Saturday, December 30, 2006

Where Is My Muse?

I have been trying to write this poem for an entire week now. It just won't happen.

I write poetry a little backwards. I start with a title and work from there. I get great ideas for titles, and then write off of my ideas from them. It's sort of how I compose blog entries too. I like titles. I like thinking of them. I especially like them when they are clever or when I can dodge and weave what I write around and then reach the idea expressed in the title in the conclusion. I'm a nerd. Sigh.

But this poem just will not go past this one line. I get poetry in spurts. I usually can sit down at one time and have it jsut blurt out of my head. But not this time. I have hit a wall. Ironic because the title is "The Turnaround" and begins "It's about that time: when eyes open/ and clarity reigns/ with abundance." Silly.

It was inspired by my recent resolve to make a mental turnaround thereby letting go of some of the mental deadweight that had been stressing me in the past. By the past I really mean 2006 which was kinda dumb.
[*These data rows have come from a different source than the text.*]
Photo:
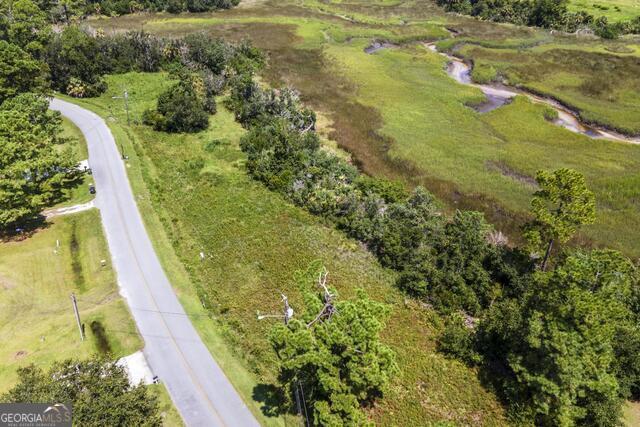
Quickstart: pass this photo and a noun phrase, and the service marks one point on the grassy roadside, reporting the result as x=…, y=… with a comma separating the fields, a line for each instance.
x=401, y=116
x=37, y=277
x=79, y=193
x=140, y=168
x=195, y=197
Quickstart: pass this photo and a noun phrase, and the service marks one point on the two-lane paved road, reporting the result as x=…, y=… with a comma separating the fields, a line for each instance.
x=173, y=348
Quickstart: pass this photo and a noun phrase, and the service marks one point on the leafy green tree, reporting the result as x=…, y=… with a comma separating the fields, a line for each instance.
x=74, y=61
x=179, y=109
x=562, y=204
x=33, y=172
x=557, y=347
x=99, y=391
x=277, y=153
x=24, y=24
x=331, y=353
x=19, y=72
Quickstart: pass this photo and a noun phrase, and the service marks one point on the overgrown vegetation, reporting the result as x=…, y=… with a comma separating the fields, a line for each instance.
x=331, y=354
x=33, y=174
x=454, y=264
x=90, y=386
x=542, y=13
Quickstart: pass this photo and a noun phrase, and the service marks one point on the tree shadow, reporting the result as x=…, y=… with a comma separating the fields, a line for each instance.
x=24, y=230
x=273, y=399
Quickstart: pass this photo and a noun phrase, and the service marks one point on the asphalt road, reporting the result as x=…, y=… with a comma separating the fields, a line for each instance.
x=199, y=389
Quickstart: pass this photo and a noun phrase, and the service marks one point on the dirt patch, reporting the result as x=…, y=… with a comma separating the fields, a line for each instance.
x=511, y=173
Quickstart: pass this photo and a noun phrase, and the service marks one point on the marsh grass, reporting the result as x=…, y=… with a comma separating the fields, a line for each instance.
x=201, y=199
x=400, y=116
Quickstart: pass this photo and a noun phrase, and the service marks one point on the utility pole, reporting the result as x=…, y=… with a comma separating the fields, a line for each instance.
x=126, y=104
x=75, y=310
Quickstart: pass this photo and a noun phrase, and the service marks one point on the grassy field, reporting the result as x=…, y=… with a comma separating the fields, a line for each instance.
x=401, y=116
x=37, y=277
x=614, y=10
x=196, y=197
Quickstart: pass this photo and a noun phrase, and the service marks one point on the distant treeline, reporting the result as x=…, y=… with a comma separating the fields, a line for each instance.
x=541, y=13
x=36, y=60
x=69, y=10
x=561, y=345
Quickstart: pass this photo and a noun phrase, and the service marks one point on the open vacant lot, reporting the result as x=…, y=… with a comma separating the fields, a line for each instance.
x=38, y=275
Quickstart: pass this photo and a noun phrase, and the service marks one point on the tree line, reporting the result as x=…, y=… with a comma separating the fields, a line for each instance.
x=552, y=14
x=36, y=61
x=554, y=329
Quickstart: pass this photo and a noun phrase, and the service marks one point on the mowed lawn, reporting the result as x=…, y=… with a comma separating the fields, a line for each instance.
x=254, y=242
x=38, y=276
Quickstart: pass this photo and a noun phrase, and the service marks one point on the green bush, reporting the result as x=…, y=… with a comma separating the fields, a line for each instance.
x=179, y=109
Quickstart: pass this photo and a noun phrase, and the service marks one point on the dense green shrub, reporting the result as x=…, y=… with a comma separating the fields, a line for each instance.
x=33, y=172
x=19, y=72
x=331, y=353
x=179, y=109
x=73, y=54
x=97, y=389
x=540, y=13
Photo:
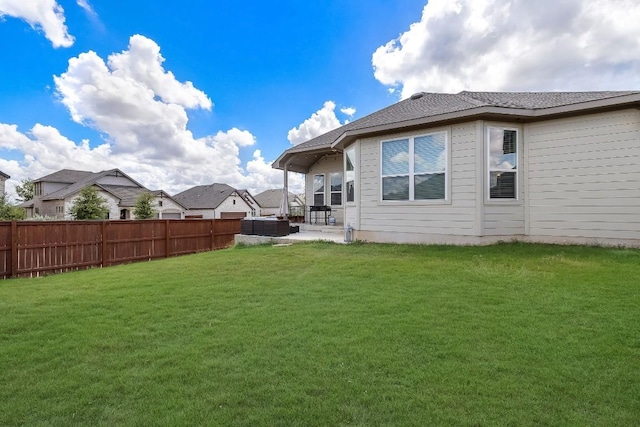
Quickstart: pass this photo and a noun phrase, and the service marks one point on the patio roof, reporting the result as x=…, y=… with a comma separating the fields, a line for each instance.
x=425, y=109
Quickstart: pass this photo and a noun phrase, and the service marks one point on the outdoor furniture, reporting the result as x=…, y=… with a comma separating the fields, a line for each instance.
x=268, y=226
x=316, y=209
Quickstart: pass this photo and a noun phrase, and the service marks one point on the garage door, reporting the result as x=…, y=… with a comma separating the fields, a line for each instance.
x=171, y=215
x=232, y=215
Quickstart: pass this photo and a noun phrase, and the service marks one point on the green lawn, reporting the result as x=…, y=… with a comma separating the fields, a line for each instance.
x=326, y=334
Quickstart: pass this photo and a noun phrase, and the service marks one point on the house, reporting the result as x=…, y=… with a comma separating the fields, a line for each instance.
x=217, y=201
x=3, y=178
x=480, y=167
x=269, y=201
x=55, y=194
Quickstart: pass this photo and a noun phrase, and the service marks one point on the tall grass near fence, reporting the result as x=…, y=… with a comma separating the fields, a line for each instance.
x=324, y=334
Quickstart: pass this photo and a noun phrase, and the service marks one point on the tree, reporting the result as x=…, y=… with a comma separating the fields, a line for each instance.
x=25, y=190
x=144, y=208
x=89, y=205
x=10, y=212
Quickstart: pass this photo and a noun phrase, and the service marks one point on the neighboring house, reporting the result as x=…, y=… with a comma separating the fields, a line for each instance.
x=217, y=201
x=55, y=194
x=270, y=200
x=3, y=178
x=479, y=167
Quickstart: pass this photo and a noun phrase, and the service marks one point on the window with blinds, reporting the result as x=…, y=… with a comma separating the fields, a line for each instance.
x=502, y=149
x=415, y=168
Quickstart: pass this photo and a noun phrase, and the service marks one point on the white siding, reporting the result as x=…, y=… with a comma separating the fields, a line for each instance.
x=409, y=220
x=584, y=176
x=112, y=204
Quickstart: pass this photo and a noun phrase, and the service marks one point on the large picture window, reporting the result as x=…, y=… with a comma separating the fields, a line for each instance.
x=350, y=174
x=502, y=163
x=415, y=168
x=318, y=190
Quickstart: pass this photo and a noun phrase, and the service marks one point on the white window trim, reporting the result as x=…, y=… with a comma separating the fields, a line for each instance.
x=412, y=174
x=488, y=168
x=331, y=192
x=313, y=190
x=355, y=175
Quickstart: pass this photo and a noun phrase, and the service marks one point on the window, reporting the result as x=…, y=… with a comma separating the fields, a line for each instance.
x=336, y=188
x=502, y=163
x=415, y=168
x=318, y=190
x=350, y=173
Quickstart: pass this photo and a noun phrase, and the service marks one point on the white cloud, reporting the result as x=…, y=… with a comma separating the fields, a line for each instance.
x=322, y=121
x=46, y=15
x=84, y=4
x=515, y=45
x=349, y=111
x=142, y=111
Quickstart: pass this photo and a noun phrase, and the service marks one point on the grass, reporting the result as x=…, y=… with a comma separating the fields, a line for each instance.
x=325, y=334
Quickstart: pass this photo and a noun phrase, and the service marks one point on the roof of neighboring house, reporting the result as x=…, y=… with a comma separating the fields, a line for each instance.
x=128, y=195
x=85, y=179
x=272, y=198
x=204, y=196
x=438, y=108
x=66, y=175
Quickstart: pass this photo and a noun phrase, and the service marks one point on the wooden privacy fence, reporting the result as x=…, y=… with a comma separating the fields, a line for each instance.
x=34, y=248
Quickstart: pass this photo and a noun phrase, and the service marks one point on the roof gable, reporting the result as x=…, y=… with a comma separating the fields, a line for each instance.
x=86, y=179
x=437, y=108
x=65, y=176
x=204, y=196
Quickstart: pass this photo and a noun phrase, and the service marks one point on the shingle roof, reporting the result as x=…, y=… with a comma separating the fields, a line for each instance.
x=86, y=179
x=435, y=106
x=272, y=198
x=66, y=175
x=204, y=196
x=128, y=195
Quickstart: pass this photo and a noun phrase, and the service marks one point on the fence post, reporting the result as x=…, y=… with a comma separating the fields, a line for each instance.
x=167, y=242
x=103, y=231
x=213, y=234
x=14, y=249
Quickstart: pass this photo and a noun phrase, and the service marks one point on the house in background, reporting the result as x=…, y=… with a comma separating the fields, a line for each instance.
x=217, y=201
x=55, y=194
x=479, y=167
x=3, y=178
x=269, y=201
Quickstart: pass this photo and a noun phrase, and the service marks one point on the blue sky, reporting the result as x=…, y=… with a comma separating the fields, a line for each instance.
x=204, y=92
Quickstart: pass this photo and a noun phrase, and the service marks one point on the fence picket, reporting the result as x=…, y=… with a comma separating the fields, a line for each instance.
x=34, y=248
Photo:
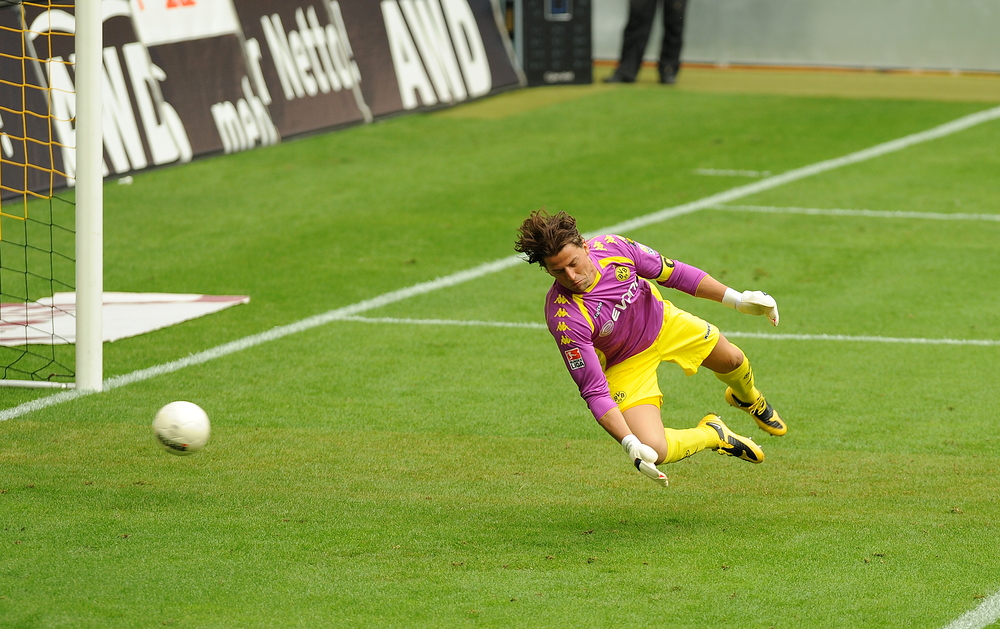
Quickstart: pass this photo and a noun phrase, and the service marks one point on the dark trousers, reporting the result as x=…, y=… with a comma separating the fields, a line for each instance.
x=636, y=36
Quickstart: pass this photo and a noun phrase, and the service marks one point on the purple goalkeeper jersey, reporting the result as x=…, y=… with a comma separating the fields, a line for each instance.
x=619, y=316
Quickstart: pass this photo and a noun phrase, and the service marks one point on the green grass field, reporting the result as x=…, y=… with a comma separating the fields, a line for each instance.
x=392, y=472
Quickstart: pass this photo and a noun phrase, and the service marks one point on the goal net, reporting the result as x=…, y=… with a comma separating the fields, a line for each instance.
x=38, y=193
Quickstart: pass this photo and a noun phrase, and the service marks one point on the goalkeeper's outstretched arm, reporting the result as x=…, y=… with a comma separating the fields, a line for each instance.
x=751, y=302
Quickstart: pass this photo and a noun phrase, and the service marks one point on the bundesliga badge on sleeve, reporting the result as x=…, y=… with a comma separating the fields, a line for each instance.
x=574, y=358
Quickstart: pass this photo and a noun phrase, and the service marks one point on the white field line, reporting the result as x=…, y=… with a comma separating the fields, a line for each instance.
x=722, y=172
x=733, y=194
x=984, y=615
x=765, y=209
x=745, y=335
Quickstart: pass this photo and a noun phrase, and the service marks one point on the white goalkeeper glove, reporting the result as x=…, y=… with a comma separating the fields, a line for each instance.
x=644, y=459
x=752, y=302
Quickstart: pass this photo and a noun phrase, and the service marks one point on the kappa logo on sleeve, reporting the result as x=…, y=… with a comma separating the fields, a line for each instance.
x=574, y=358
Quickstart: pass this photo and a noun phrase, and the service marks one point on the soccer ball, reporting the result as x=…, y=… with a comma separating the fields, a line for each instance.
x=181, y=428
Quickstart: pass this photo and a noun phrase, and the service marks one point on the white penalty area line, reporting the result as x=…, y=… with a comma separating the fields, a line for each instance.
x=488, y=268
x=937, y=216
x=744, y=335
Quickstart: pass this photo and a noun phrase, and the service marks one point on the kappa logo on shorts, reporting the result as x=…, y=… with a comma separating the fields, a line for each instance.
x=574, y=358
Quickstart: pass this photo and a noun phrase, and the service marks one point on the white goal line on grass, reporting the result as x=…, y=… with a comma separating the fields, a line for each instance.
x=770, y=336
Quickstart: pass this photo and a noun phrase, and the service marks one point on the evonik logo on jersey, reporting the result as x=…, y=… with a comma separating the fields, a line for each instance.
x=620, y=307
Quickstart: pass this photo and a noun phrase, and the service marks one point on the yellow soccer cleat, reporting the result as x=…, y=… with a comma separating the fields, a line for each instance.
x=762, y=413
x=730, y=443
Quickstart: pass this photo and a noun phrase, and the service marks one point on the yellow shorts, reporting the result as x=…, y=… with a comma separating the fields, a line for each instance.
x=684, y=339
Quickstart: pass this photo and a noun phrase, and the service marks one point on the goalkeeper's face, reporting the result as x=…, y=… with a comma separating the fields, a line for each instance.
x=572, y=267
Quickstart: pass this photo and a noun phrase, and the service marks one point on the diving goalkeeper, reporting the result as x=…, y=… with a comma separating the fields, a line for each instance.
x=613, y=328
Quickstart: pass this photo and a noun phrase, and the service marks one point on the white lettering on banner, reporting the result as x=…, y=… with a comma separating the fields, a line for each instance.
x=311, y=60
x=164, y=132
x=410, y=74
x=431, y=34
x=167, y=140
x=469, y=46
x=253, y=60
x=121, y=134
x=5, y=144
x=242, y=125
x=450, y=49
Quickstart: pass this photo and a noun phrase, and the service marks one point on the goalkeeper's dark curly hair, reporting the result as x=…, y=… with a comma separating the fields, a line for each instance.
x=542, y=235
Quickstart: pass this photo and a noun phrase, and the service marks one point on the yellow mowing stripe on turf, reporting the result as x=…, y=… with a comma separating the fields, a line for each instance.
x=353, y=310
x=769, y=336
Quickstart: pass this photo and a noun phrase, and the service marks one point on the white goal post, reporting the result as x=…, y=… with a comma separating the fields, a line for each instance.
x=89, y=197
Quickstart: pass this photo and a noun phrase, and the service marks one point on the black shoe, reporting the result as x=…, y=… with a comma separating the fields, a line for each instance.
x=617, y=78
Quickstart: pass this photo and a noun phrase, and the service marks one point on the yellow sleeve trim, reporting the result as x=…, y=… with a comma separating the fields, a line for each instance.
x=604, y=262
x=583, y=310
x=668, y=269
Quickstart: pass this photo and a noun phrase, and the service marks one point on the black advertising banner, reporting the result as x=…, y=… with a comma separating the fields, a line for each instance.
x=184, y=78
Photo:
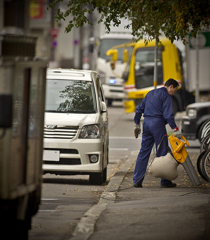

I don't mean to sound as if I'm troubled by a haunted past, just that it's about time I moved on from certain things and looked at others differently. Supposedly, my eyes are to open now, and clarity will "reign" in the place of confusion and unrest. At the time, it did, then it didn't... Now I'm stuck. Hopefully, I will get back on track.

Actually, here's the whole thing so far...maybe somemthing will jar out of me now:

The Turnaround

It's about that time:
When eyes open
And clarity reigns
With abundance.

My heart sings free.
Lyrics pour the sweet
Fragrance of
I once was blind, but
Now I SEE.

.....hmm, I read the last line I had written, and I hate it. In fact, I'll never be satisfied. But one day, it'll hit me again, I'm sure.
UNDER CONSTRUCTION. POEM CLOSED FOR REPAIR.

Here's one I wrote a little ways back while unable to sleep.

In Good Company

It feels so nice to be in such good company
I am never alone, never abandoned
My thoughts run rampant to the point
When I must sit up in bed and write.

Consume, conspire, these thoughts transpire
Twisting, turning, my mind is burning
I want to sleep, but my mind, eager to play
Won’t let me put to bed all I seek to escape.

Emotions, insufferable notions taking their toll
The harder I’m trying, the more I am dying
Death of sanity, death of my inspiration
Conscience and eyelids too heavy to bear

These old friends, these constant demons
Here to dance away my dreams without reason
Will smile and pose at their recognition
And give me one night out alone until I come running back.

That’s what I think.

CWJ 12/19/06 5:41am

Geeze, I sound like a nutcase. I promise I'm not. Really... But I am also working on a new one called "Heaven's Come" soooo, LOOK OUT!

Ok, enough of my wayyy too emo self for one night.

Will I ever be able to complete anything I start, kiddies?